Advocate General Nils Wahl today supported luxury goods makers' ability to restrict the sale of their goods over third party platforms.
On the face of it this seems to run counter to an ever more restrictive view taken on onlines sales bans (i.e. that you can't have them) but this opinion does not depart from that strand of jurisprudence.
To understand the reasoning one has to look at the specific facts:
- the luxury goods manufacturers were operating a compliant selective distribution system;
- core to that was retaining the prestige value of the products;
- the restriction on authorised retailers was limited to sales over third party platforms such as Amazon or eBay, but did not extent to sales on the retailers' own online presence.
As a result, the Advocate General concluded that the restriction fell outside of Article 101 as it was part of a compliant selective distribution agreement. Even if it were caught by Article 101, it would benefit from an exemption under the Vertical Block Exemption (Regulation No 330/2010).

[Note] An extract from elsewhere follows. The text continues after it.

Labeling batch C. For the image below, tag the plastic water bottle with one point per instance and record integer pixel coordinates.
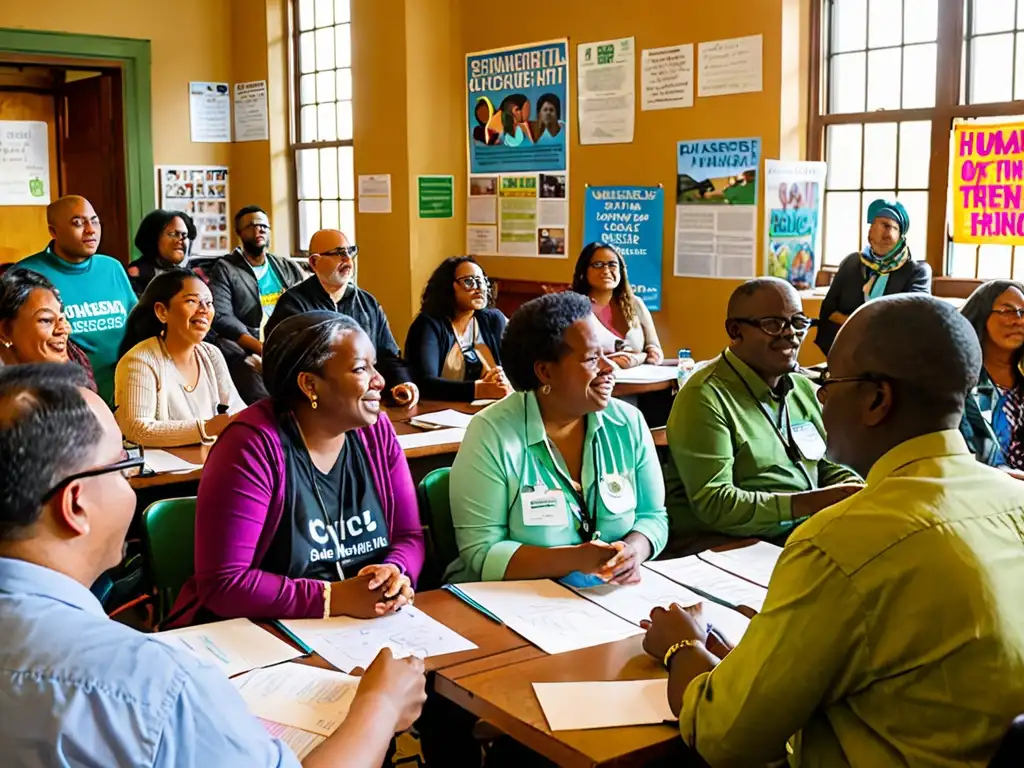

Key to his opinion is the question around whether such a third party ban is proporitionate to the other aims of the agreement (i.e. the selective distribution agreement) and, crucially, whether this is applied uniformily. The Advocate General believes so subject to the referring court confirming the factual matrix as applied to a traditional selective distribution analysis.
So a third party platform ban would still be questionable if some retailers were allowed to sell via third party platforms or if the quality standards or feel of retailers own online presence did not differ from third party platforms or otherwise departed from the quality criteria on which the selective distribution system was based.
Let's see whether the Court follows the Advocate General. If it does, the referring court (OLG Frankfurt/Main) will have to confirm whether the nature of the product does in fact lend itself to a selective distribution agreement and whether the manufacturer applied the restriction uniformly.